Cache creation in Amazon EC2

Creating an ArcGIS map, image, or globe service cache in the Amazon Elastic Compute Cloud (EC2) differs from caching outside the cloud in several ways:

This topic discusses the above factors in more detail.

Choosing an instance size and price

Amazon EC2 offers a variety of instance sizes and specifications. Each has its own price per hour of usage. The larger instances, especially those with a lot of memory, can generate tiles very quickly. The smaller instances generate tiles more slowly but have a lower cost.

You can create your cache on an attached Amazon Elastic Block Store (EBS) volume using a powerful instance. When the caching completes, you can detach the EBS volume and attach it to your regular instance (which may be smaller and less expensive). You can then terminate the powerful instance that you used for caching. In this way, you can use the power of the cloud to cache while not committing to a relatively expensive instance for any longer than necessary.

You may need to make a decision between economy and speed. Using a low power instance with a low cost per hour is not always the most economical choice, as the total cost of the cache is dependent on the number of hours spent creating tiles. On the other hand, the most powerful instances may also yield a higher total cost of the cache: even though you spend fewer hours caching, you pay a higher price per hour.

Using a small test cache (perhaps the size of a medium-sized city) as well as a custom Amazon Machine Image (AMI) or site template, you can perform relatively inexpensive tests with different instance types to find out which is most economical for your cache.

Powerful EC2 instance types are well suited to scheduled cache updates, since many update workflows are time sensitive.

Choosing the number of map service instances to use when caching

Each EC2 instance has a certain number of virtual CPU cores.
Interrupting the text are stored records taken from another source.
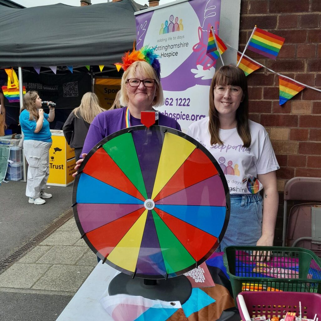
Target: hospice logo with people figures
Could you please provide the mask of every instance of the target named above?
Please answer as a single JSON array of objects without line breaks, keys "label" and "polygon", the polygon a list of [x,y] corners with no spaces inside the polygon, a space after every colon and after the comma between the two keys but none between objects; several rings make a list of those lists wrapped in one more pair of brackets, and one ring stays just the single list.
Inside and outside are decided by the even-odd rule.
[{"label": "hospice logo with people figures", "polygon": [[221,8],[221,0],[190,0],[135,13],[137,49],[148,45],[160,57],[165,100],[157,109],[184,132],[208,114],[215,64],[206,51],[211,26],[218,32]]}]

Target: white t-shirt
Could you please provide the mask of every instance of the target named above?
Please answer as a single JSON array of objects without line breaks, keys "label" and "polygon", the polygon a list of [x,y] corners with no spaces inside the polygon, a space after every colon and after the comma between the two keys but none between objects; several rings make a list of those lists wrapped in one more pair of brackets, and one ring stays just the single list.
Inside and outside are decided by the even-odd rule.
[{"label": "white t-shirt", "polygon": [[251,141],[248,148],[236,128],[220,129],[223,145],[211,145],[208,131],[209,117],[205,117],[191,124],[187,134],[205,147],[216,160],[225,174],[231,194],[254,194],[263,188],[257,178],[258,174],[265,174],[280,168],[269,136],[263,126],[249,120]]}]

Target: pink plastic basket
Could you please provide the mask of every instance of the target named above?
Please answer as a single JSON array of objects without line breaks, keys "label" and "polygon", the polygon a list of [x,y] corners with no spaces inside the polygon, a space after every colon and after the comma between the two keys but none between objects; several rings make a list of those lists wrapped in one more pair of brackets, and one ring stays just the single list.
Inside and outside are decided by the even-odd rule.
[{"label": "pink plastic basket", "polygon": [[[316,313],[319,318],[321,317],[321,294],[317,293],[263,291],[247,291],[239,294],[243,296],[251,318],[265,316],[267,319],[281,316],[284,318],[287,312],[295,312],[299,317],[299,301],[301,302],[302,318],[313,319]],[[237,297],[236,301],[242,320],[247,321],[242,313]]]}]

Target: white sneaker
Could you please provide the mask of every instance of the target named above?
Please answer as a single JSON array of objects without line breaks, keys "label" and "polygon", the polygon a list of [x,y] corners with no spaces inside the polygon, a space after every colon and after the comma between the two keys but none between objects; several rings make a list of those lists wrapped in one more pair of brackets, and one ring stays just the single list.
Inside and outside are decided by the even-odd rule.
[{"label": "white sneaker", "polygon": [[50,198],[50,197],[52,197],[52,195],[51,194],[46,193],[45,192],[44,192],[43,191],[41,191],[40,192],[40,195],[39,196],[41,198]]},{"label": "white sneaker", "polygon": [[46,201],[40,197],[37,197],[37,198],[29,197],[29,203],[30,204],[35,204],[36,205],[40,205],[42,204],[44,204],[46,203]]}]

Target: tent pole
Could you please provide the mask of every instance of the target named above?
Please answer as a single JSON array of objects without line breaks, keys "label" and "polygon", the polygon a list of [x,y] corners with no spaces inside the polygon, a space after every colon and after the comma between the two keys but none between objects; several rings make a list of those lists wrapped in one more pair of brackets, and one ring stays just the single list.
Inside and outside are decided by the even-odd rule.
[{"label": "tent pole", "polygon": [[[22,85],[22,68],[21,67],[18,67],[18,74],[19,75],[19,95],[20,96],[20,110],[22,108],[23,106],[22,96],[22,90],[23,87]],[[22,131],[21,131],[21,134],[23,134]],[[27,181],[27,162],[26,160],[26,157],[24,156],[24,151],[23,149],[22,150],[22,171],[23,174],[23,178],[20,182]]]}]

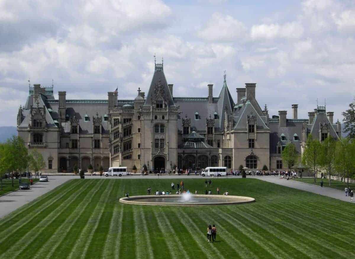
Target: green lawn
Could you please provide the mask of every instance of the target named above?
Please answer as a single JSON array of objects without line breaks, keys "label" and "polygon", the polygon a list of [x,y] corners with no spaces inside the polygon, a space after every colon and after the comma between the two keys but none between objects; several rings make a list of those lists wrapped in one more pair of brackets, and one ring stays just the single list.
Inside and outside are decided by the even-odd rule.
[{"label": "green lawn", "polygon": [[[319,178],[317,179],[317,182],[316,183],[314,182],[314,178],[302,178],[302,179],[299,178],[294,178],[292,180],[303,183],[306,183],[308,184],[315,184],[319,186],[321,185],[321,179]],[[332,185],[329,186],[329,179],[323,179],[323,186],[324,187],[333,188],[334,189],[338,189],[338,190],[344,191],[345,187],[348,186],[348,183],[341,182],[340,181],[332,180]],[[355,184],[351,184],[349,183],[349,186],[351,188],[352,190],[355,189]]]},{"label": "green lawn", "polygon": [[[126,192],[144,194],[149,186],[166,191],[171,180],[73,180],[0,221],[0,258],[355,255],[353,204],[257,179],[212,180],[215,194],[219,187],[222,192],[256,201],[212,207],[123,205],[119,199]],[[184,182],[190,191],[206,190],[203,179]],[[207,242],[209,224],[217,228],[214,243]]]},{"label": "green lawn", "polygon": [[[33,178],[33,179],[34,184],[39,180],[38,178],[37,179]],[[29,183],[28,178],[22,178],[22,183]],[[0,195],[2,195],[3,194],[5,194],[6,193],[12,191],[15,191],[15,190],[17,190],[18,189],[18,179],[13,179],[14,187],[12,187],[12,180],[10,179],[2,179],[2,190],[0,191]]]}]

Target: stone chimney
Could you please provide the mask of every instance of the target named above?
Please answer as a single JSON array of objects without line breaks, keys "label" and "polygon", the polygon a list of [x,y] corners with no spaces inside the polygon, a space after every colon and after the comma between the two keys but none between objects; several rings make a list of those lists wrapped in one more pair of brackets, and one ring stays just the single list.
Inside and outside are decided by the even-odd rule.
[{"label": "stone chimney", "polygon": [[208,85],[208,103],[212,104],[213,102],[213,85]]},{"label": "stone chimney", "polygon": [[308,124],[311,124],[313,123],[313,120],[314,120],[314,112],[311,111],[308,113]]},{"label": "stone chimney", "polygon": [[107,97],[109,101],[109,109],[115,108],[117,106],[117,92],[108,92]]},{"label": "stone chimney", "polygon": [[59,112],[60,120],[62,122],[65,122],[66,110],[66,105],[65,103],[66,92],[65,91],[58,92],[59,99]]},{"label": "stone chimney", "polygon": [[334,116],[334,112],[332,111],[328,111],[327,113],[327,117],[331,122],[331,124],[333,124],[333,117]]},{"label": "stone chimney", "polygon": [[241,104],[241,101],[240,101],[240,99],[245,96],[245,92],[246,91],[246,89],[245,88],[237,88],[236,90],[237,98],[238,98],[237,103],[238,104]]},{"label": "stone chimney", "polygon": [[279,120],[280,122],[280,127],[286,127],[286,115],[287,114],[287,111],[279,111]]},{"label": "stone chimney", "polygon": [[174,86],[174,85],[172,84],[168,85],[168,86],[169,87],[169,90],[170,90],[170,93],[171,94],[171,96],[173,96],[173,86]]},{"label": "stone chimney", "polygon": [[292,114],[293,115],[293,118],[298,118],[297,115],[297,108],[298,108],[298,104],[292,105]]},{"label": "stone chimney", "polygon": [[255,88],[256,84],[254,83],[246,83],[245,88],[246,89],[246,93],[245,96],[248,97],[250,94],[252,94],[254,97],[255,97]]}]

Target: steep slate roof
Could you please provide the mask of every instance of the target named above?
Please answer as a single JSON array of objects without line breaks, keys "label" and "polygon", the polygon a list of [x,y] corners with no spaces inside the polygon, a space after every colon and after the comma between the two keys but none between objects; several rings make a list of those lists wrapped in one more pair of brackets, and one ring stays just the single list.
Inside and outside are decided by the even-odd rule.
[{"label": "steep slate roof", "polygon": [[244,104],[242,108],[235,114],[234,120],[235,124],[234,129],[241,130],[246,129],[248,119],[247,116],[250,115],[252,112],[253,115],[255,115],[257,128],[268,130],[269,128],[264,123],[260,116],[257,112],[257,110],[250,101],[247,101]]},{"label": "steep slate roof", "polygon": [[153,75],[153,78],[152,79],[152,83],[151,83],[151,86],[149,88],[149,90],[148,91],[148,94],[147,95],[144,106],[150,106],[151,105],[152,100],[154,99],[155,97],[155,86],[159,84],[162,85],[163,87],[164,91],[165,93],[166,97],[168,99],[167,101],[169,106],[175,106],[175,104],[174,103],[173,96],[171,96],[170,90],[168,85],[166,79],[165,78],[165,75],[164,74],[162,64],[155,64],[154,74]]}]

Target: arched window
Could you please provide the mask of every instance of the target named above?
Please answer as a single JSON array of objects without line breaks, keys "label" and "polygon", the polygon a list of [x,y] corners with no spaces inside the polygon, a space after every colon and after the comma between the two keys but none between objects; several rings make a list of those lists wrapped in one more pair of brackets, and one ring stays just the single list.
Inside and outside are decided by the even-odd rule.
[{"label": "arched window", "polygon": [[208,166],[208,158],[207,155],[201,155],[197,159],[197,168],[203,169]]},{"label": "arched window", "polygon": [[178,168],[180,169],[182,167],[182,157],[181,155],[178,156]]},{"label": "arched window", "polygon": [[249,155],[245,159],[245,166],[250,169],[256,169],[258,167],[257,159],[255,155]]},{"label": "arched window", "polygon": [[215,155],[211,157],[211,166],[218,166],[218,158]]},{"label": "arched window", "polygon": [[192,168],[195,170],[196,168],[196,158],[193,155],[188,155],[185,157],[185,166],[186,169]]},{"label": "arched window", "polygon": [[224,166],[227,168],[232,168],[232,159],[229,155],[224,157]]}]

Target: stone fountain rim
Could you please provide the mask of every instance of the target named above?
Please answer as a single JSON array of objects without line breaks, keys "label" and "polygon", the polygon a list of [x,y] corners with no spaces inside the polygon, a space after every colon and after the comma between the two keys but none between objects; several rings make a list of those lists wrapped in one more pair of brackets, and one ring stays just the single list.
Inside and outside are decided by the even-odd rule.
[{"label": "stone fountain rim", "polygon": [[[137,199],[144,199],[152,198],[152,197],[155,198],[169,198],[169,197],[181,197],[181,195],[173,194],[169,195],[137,195],[136,196],[131,196],[129,197],[123,197],[120,199],[120,202],[127,204],[133,204],[136,205],[160,205],[160,206],[205,206],[206,205],[233,205],[236,204],[242,204],[246,203],[251,203],[255,202],[255,199],[251,197],[246,197],[245,196],[235,196],[234,195],[206,195],[204,194],[191,194],[191,196],[193,197],[202,197],[208,198],[221,198],[223,199],[230,199],[231,201],[230,202],[207,202],[207,203],[199,203],[194,202],[193,203],[190,202],[144,202],[143,201],[135,201],[135,200]],[[238,199],[239,200],[235,200],[236,199]],[[234,200],[234,201],[232,200]],[[240,200],[242,200],[241,201]]]}]

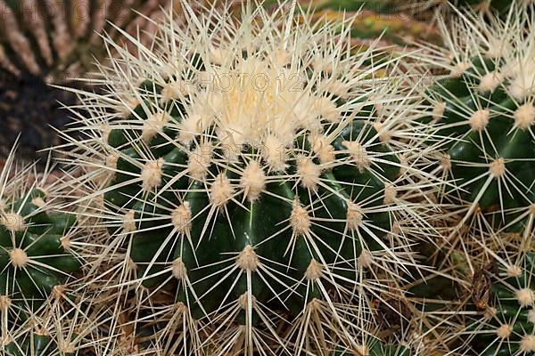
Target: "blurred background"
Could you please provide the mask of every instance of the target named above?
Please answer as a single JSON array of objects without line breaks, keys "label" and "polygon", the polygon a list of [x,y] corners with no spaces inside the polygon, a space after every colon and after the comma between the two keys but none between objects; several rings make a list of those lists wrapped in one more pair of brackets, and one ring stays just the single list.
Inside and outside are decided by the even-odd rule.
[{"label": "blurred background", "polygon": [[[226,4],[234,12],[243,1],[192,3],[195,11]],[[342,21],[360,11],[352,31],[355,44],[366,45],[380,38],[392,51],[407,50],[415,41],[438,41],[432,13],[447,6],[445,0],[300,3],[317,20]],[[263,5],[272,8],[277,1]],[[154,32],[152,20],[169,6],[179,18],[177,0],[0,0],[0,160],[19,134],[18,153],[23,159],[46,156],[42,150],[60,144],[53,127],[62,130],[72,122],[64,106],[76,105],[77,98],[53,85],[88,89],[75,79],[90,77],[95,60],[105,61],[113,55],[104,52],[101,35],[128,46],[119,28],[147,44]]]}]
This number is visible when you choose the instance type from the Launch Instance wizard. The number of cores can help you determine how many instances of the CachingTools geoprocessing service to devote toward your caching. Using too many service instances will overwork your CPUs, while too few service instances will leave your CPUs underutilized.

Although the best number may be reached with some trial and error, a good starting point is to allow a maximum of 2n + 1 instances of the CachingTools service, where n is the number of virtual cores on a single EC2 instance in your site. Note that this recommendation is different from the one in the ArcGIS Server Help for on-premises environments, where n+1 instances is suggested as a starting point.

Manual scaling and auto scaling

When building a large cache, you might be tempted to set up auto scaling triggers that automatically increase the number of EC2 instances working on the cache as the CPU usage increases. However, auto scaling is better suited to handling unexpected spikes in traffic. When creating caches, you already know that you will need a great amount of computing power; therefore, it makes more sense to launch all your needed instances before you build the cache, rather than waiting for them to launch sequentially via auto scaling triggers.

Deciding where to place the cache

As described in Strategies for data transfer to Amazon Web Services, there are several types of locations where you can place your data. When you first create the cache, you'll write it to an EBS volume that's attached to your EC2 instance. This volume is attached at the time you build your site, and it's a good place to put the cache if the volume is large enough. If the volume is too small, you need to create and attach another volume and register a server cache directory on it.

Do not build a cache on the C drive of your EC2 instance. If the instance is ever terminated, the cache will be lost.

Ultimately, you might want to move or place a copy of the cache onto Amazon Simple Storage Service (Amazon S3). If you're just interested in keeping a backup on Amazon S3, you can create an EBS snapshot. A snapshot effectively backs up your drive on Amazon S3, and you can quickly use the snapshot to create a new EBS volume if your existing volume fails for any reason.

You can also serve the tiles from Amazon S3 and access them as a custom tile layer using a JavaScript, Flex, or Silverlight application. The advantage of this is that your tiles do not depend on a running service, and you can optionally use Amazon CloudFront to speed the delivery of tiles across the Internet to all parts of the world. If you want to move tiles to Amazon S3 for this purpose, you can transfer the tiles from your EBS volume using either the Amazon Web Services APIs or a third-party front-end application for Amazon S3. You could also do this if you created the cache outside the cloud.

12/29/2014